Blockchain, NFTs, and Metaverse: The Future is Now

We’ve all read books or seen movies about what the future of civilization will be like. Whether sci-fi or space fantasy, the descriptions and images of what life will be like are dazzling. Well, the future may be closer than we think—if not already here. Consider the advancements of blockchain technology, NFTs (non-fungible tokens), and the emerging metaverse. This is not science fiction. This is actuality.

A review…

  • Blockchain: As explained in Investopedia, a blockchain electronically stores digitally formatted information inside a distributed database which is shared within a computer network. Unlike standard databases, a blockchain stores data in blocks. These blocks are linked together via cryptography. The overall purpose of a blockchain is to maintain secure records of transactions within cryptocurrency systems. Blockchain technology has become popular and sought out because of its strength in the securing of data. Most recently, one form of blockchain technology that’s taken shape—and lots of notice—is the NFT.

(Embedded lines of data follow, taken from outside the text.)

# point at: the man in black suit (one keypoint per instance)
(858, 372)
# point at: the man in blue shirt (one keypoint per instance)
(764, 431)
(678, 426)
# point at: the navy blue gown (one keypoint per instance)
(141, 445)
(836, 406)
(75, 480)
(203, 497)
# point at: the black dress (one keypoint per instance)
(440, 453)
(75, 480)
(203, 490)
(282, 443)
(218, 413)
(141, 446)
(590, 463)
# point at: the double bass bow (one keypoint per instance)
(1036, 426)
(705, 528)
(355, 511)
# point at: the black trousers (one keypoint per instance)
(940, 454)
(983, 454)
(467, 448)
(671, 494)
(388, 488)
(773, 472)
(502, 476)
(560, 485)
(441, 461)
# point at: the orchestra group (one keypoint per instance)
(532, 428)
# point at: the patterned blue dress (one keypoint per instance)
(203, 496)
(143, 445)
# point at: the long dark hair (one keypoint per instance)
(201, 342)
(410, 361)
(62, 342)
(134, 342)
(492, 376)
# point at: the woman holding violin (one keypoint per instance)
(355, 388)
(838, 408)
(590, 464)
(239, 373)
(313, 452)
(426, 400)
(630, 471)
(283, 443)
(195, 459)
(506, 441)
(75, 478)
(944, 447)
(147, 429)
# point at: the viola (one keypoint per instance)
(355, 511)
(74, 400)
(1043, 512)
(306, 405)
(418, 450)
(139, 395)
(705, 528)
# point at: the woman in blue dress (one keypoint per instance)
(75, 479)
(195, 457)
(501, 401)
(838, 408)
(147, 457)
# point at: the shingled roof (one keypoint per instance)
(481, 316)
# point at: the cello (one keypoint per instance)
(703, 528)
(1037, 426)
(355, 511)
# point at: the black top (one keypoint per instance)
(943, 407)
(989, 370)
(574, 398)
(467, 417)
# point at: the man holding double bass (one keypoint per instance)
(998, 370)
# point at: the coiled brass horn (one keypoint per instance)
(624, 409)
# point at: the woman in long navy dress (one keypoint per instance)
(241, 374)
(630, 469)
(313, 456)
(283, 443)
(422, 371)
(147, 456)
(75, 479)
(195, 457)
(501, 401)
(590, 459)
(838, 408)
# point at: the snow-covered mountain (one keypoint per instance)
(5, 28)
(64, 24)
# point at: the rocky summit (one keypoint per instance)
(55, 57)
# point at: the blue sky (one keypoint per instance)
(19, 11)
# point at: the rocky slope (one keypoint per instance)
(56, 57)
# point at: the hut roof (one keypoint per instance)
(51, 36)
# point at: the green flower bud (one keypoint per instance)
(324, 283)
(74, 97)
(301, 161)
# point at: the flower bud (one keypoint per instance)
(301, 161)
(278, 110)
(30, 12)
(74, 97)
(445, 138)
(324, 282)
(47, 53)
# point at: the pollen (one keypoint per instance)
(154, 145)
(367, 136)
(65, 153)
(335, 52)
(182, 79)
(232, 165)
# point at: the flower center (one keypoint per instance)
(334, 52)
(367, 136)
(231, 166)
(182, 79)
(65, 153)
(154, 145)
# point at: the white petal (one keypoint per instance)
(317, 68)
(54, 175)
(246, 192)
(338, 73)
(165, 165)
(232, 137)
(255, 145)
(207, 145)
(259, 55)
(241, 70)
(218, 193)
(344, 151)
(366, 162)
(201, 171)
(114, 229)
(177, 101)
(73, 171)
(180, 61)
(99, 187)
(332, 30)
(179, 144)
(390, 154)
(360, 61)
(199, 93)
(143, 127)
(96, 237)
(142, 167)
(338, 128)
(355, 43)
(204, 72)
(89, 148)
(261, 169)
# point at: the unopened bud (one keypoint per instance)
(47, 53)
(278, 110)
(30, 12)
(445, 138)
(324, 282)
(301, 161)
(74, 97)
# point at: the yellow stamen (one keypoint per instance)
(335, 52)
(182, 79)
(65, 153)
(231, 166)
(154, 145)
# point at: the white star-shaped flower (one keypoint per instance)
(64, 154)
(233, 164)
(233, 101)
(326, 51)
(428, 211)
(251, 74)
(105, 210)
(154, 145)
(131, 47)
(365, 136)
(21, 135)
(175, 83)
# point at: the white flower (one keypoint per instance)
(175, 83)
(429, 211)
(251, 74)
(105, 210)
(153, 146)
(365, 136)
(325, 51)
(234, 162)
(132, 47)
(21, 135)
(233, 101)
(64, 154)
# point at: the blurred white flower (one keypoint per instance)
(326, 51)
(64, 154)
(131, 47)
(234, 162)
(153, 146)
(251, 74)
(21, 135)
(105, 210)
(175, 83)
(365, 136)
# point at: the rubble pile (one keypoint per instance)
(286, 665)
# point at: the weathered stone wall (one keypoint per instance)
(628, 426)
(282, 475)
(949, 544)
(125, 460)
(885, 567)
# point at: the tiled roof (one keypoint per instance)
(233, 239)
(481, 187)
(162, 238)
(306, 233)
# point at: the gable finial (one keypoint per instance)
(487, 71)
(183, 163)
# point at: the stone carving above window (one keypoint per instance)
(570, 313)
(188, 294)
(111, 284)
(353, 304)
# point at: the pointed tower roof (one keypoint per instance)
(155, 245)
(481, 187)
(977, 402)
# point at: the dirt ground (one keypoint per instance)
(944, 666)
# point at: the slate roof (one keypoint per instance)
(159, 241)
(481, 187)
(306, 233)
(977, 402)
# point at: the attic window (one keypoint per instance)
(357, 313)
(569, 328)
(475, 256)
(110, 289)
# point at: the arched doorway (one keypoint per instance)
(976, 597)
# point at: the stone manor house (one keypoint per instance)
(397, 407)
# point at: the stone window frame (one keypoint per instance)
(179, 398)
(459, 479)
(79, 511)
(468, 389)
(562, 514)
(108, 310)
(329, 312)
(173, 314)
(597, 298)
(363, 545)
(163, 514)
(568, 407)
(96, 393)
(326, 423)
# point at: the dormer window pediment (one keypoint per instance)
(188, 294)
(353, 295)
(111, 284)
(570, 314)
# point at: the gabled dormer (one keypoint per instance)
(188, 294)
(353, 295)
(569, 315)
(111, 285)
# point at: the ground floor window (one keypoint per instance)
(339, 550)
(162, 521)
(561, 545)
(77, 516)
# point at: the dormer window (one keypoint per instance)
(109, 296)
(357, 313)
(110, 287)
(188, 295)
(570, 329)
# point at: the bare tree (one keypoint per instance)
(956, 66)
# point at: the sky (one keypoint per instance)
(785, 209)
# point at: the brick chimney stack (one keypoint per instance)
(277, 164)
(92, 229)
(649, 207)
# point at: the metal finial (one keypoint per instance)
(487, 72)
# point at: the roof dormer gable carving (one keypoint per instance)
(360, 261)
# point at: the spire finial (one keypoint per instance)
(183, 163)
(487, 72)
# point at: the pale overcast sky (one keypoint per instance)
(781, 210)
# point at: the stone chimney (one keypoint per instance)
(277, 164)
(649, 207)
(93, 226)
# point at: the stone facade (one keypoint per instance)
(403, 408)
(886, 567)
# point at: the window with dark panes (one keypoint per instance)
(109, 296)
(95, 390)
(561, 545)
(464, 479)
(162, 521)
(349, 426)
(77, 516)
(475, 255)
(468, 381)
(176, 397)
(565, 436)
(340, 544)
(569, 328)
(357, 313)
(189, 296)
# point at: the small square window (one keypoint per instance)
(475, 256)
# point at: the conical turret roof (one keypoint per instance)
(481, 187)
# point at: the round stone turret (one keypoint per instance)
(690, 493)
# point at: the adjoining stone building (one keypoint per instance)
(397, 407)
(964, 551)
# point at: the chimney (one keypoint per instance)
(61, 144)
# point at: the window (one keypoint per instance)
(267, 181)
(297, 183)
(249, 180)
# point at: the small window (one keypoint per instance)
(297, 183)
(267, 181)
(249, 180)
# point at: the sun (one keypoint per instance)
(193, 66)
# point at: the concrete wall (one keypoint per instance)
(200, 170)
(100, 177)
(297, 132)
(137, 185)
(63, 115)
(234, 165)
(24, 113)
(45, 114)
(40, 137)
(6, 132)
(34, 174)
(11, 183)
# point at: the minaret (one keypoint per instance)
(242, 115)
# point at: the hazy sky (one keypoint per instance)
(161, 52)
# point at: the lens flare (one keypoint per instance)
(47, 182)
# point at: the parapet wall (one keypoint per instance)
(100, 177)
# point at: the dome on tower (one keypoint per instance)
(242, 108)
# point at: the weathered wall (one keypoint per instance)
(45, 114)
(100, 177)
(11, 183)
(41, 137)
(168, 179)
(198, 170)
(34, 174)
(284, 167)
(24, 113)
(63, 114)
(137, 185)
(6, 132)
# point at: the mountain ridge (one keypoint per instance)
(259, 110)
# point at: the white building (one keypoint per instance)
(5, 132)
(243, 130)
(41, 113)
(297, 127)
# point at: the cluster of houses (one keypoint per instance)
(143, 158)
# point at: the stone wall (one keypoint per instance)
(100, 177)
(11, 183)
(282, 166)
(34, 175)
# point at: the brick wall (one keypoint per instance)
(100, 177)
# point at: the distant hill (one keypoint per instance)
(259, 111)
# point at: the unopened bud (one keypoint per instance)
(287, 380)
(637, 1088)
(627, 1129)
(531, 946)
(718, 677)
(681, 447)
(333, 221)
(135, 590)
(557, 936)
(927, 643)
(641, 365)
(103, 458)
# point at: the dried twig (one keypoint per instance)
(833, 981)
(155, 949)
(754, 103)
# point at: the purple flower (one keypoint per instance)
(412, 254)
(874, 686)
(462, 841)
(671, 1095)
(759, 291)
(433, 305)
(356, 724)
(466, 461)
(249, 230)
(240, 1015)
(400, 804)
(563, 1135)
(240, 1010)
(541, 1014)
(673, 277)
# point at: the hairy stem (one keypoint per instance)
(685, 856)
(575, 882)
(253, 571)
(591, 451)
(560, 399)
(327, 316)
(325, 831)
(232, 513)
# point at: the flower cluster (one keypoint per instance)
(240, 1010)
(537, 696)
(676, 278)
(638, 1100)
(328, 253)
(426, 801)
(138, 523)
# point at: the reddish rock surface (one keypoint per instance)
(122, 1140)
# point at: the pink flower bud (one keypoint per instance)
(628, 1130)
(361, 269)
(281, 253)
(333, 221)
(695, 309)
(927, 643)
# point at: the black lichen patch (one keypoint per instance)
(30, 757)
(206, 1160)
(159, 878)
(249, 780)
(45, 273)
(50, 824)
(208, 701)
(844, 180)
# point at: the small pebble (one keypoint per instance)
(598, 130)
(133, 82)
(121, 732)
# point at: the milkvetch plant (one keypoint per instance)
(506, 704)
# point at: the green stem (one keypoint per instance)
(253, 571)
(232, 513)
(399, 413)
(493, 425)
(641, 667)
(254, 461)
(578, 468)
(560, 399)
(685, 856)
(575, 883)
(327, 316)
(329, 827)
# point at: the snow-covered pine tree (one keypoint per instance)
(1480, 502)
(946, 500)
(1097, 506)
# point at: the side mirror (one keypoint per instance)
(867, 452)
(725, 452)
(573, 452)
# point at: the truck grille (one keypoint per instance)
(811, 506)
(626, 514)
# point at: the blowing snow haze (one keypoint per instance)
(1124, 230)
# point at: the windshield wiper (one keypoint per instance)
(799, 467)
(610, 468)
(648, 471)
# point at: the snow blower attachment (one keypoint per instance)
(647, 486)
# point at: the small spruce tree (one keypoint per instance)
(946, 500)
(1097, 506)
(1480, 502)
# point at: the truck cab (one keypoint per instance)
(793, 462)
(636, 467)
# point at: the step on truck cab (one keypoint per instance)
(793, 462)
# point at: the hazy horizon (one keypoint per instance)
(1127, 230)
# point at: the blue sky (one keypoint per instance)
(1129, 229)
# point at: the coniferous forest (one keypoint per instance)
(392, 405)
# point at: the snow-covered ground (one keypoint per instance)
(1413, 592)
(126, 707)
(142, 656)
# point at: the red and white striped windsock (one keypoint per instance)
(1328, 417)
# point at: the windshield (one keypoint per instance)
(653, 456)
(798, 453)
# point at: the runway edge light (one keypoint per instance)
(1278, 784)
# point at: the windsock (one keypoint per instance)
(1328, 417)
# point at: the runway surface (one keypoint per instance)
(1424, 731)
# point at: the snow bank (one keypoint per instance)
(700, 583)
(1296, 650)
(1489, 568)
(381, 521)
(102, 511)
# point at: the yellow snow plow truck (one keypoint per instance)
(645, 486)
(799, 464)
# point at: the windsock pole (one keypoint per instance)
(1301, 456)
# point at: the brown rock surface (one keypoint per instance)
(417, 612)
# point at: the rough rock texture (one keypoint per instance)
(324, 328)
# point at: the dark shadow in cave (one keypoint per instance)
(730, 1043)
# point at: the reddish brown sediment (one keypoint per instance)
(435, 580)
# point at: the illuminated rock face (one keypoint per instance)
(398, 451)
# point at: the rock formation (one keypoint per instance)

  • NFT (non-fungible token): An NFT has unique identification codes and meta data that make it a ‘one-of-a-kind’ entity. Once any real-word item has been classified as an NFT, it cannot be duplicated, traded or exchanged. In short, the ownership cannot be copied. Last year, there was coverage of how digital artwork and music were formatted as NFTs—and in some cases became worth upward of over one million dollars. As for brands, three recognizable names—Taco Bell, Charmin, and Nike—got in on the NFT action as a marketing method for the future (ahem…now). The benefit of NFTs—as with all types of blockchain technology—is safety and security of true ownership. And brand safety and security are important, especially in the land of the metaverse.

  • Metaverse: One of the most controversial and widely debated topics in the digital space has been Mark Zuckerberg’s decision to change the name and branding of his iconic social media platform, Facebook, to Meta. When addressing Facebook Connect this past October, Zuckerberg claimed this name change was to underline his vision for the ‘metaverse’—a virtual reality setting where human beings can interact with others in a computer-generated environment. Zuckerberg’s motives for this name and branding change were the basis for controversy and debate: Was it a step forward for a vision of the future, or a way to deflect attention from scrutiny and investigation that coincided with the announcement? 

Regardless of intent, as February 2022 begins, the advancements of blockchains, NFTs, and the metaverse have advanced—far and fast.

Another famous brand joins the metaverse landscape 

As mentioned above, last year Taco Bell, Charmin, and Nike were among the well-known brands that used NFTs as a trending way to market themselves. Coca-Cola was another iconic name to join this revolution in July of 2021, as reported in The Drum. The strategy that the soft drink brand devised with 3D company, Tafi, was a series of virtual auctions that awarded ‘loot boxes’ of prizes such as the classic Coke vending machine, digital apparel, and ‘friendship cards,’ among other NFTs. This campaign earned over one million dollars in revenue.

The metaverse is also attracting high-end brands

While Taco Bell, Charmin, and Coca Cola are easily recognized, it is also worth noting that more exclusive—and expensive—brand names are joining the metaverse. Here are the high-end brands listed in The Drum (along with their digital developers) that have come to new life—and raised greater awareness—through NFTs and visits to virtual settings: 

  • Gucci (working with Roblox)
  • Louis Vuitton (working with Beeple)
  • Balenciaga (working with Fortnite)
  • Selfridges (working with Charli Cohen and Yahoo RYOT Lab)

As more brands jump on the metaverse band wagon, more of what can be called ‘virtual real estate’ is being sold. And with more sales comes more speculation.

Metaverse real estate is booming

In a report by Robert Frank for MSNBC, the collective sale of virtual real estate for the metaverse was upward of $500 million in 2021. As if this were not overwhelming enough, that figure could double this year. Of the platforms where this real estate is selling fast, Sandbox, Decentraland, Cryptovoxels and Somnium are the major spaces that have taken the lead. (In the virtual space, real estate is sold by ‘parcels,’ which may be considered the digital equivalent of acreage or square feet in the real world.) Despite these impressive figures, there is one looming question regarding the metaverse: Will it succeed or fail?

The debate over the success of the metaverse

Despite the popularity and enthusiasm many brands express for the metaverse, at the other extreme, there is understandable concern among investors who question its value. After all, the metaverse is not tangible, but artificial. Even more cynical detractors question as to whether this is the wave of the future or a high-tech pyramid scheme, where investors may put money into ventures that will ultimately fail. Generally, as Mr. Frank notes, this debate may boil down to a generation gap: Older investors are more skeptical, while those who are younger—and who grew up with digital technology—are more receptive and optimistic.

While the future may be now, there is still much to learn and discover, particularly where the metaverse is concerned.